ADIÓS A BÉLA TARR, REFERENTE ABSOLUTO DEL CINE DE AUTOR EUROPEO
El fallecimiento del director fue confirmado por la agencia de prensa MTI, que citó una declaración del cineasta Bence Fliegauf en nombre de la familia, noticia que generó reacciones inmediatas en el ámbito cultural y político de Hungría.
Considerado uno de los grandes maestros del cine contemporáneo, Béla Tarr alcanzó reconocimiento internacional con Satantango (1994), una obra de siete horas que retrata el colapso del comunismo en Europa del Este y el deterioro material y espiritual de sus sociedades. La película fue adaptada de la novela homónima del premio Nobel de Literatura László Krasznahorkai, con quien mantuvo una estrecha y constante colaboración creativa.
La asociación de cineastas húngaros confirmó que el director murió tras una “larga y grave enfermedad”, mientras que el alcalde de Budapest lo despidió como “el hombre más libre” que conoció, destacando su compromiso con la dignidad humana como eje central de su obra cinematográfica.
Nacido el 21 de julio de 1955 en Pécs, Béla Tarr filmó su primera obra amateur a los 16 años, enfocada en la vida de trabajadores gitanos. En 1977 realizó su primer largometraje, Nido familiar, con el respaldo del estudio experimental Béla Balázs, donde consolidó su formación como director.

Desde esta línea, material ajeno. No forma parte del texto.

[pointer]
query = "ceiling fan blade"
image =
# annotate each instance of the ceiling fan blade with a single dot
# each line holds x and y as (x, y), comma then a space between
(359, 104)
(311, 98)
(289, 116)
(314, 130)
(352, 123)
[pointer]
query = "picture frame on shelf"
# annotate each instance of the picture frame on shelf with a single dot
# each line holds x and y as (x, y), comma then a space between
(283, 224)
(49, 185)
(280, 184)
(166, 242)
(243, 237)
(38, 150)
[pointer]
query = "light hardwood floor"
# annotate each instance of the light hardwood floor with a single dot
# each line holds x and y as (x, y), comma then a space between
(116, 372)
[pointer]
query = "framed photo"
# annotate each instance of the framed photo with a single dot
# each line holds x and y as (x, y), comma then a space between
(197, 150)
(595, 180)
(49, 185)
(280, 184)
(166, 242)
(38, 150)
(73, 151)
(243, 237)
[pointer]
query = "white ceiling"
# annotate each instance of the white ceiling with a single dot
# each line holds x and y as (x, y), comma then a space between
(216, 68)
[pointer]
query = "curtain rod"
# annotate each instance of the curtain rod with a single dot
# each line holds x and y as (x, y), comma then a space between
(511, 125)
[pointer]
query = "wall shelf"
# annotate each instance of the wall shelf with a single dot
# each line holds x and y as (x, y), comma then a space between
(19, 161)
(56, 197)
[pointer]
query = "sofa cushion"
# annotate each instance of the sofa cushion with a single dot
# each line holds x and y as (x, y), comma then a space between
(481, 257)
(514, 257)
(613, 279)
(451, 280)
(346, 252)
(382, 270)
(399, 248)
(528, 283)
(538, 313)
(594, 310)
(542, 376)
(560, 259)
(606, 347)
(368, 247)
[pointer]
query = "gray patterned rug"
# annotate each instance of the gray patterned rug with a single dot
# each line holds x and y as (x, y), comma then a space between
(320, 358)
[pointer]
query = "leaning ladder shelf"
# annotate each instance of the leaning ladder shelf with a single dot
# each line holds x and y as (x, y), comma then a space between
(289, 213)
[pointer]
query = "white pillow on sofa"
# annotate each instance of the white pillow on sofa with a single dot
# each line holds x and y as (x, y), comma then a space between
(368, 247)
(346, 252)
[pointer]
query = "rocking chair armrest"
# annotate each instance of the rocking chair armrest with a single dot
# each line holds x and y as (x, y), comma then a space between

Autor del primer largometraje independiente húngaro, La condena, presentado en el Festival de Berlín en 1988, Tarr también firmó títulos como Macbeth, Armonías de Werckmeister y El caballo de Turín, cinta con la que anunció su retiro en 2011. Desde entonces, se dedicó a la enseñanza del cine en Hungría, Alemania y Francia, dejando una influencia profunda en nuevas generaciones de cineastas.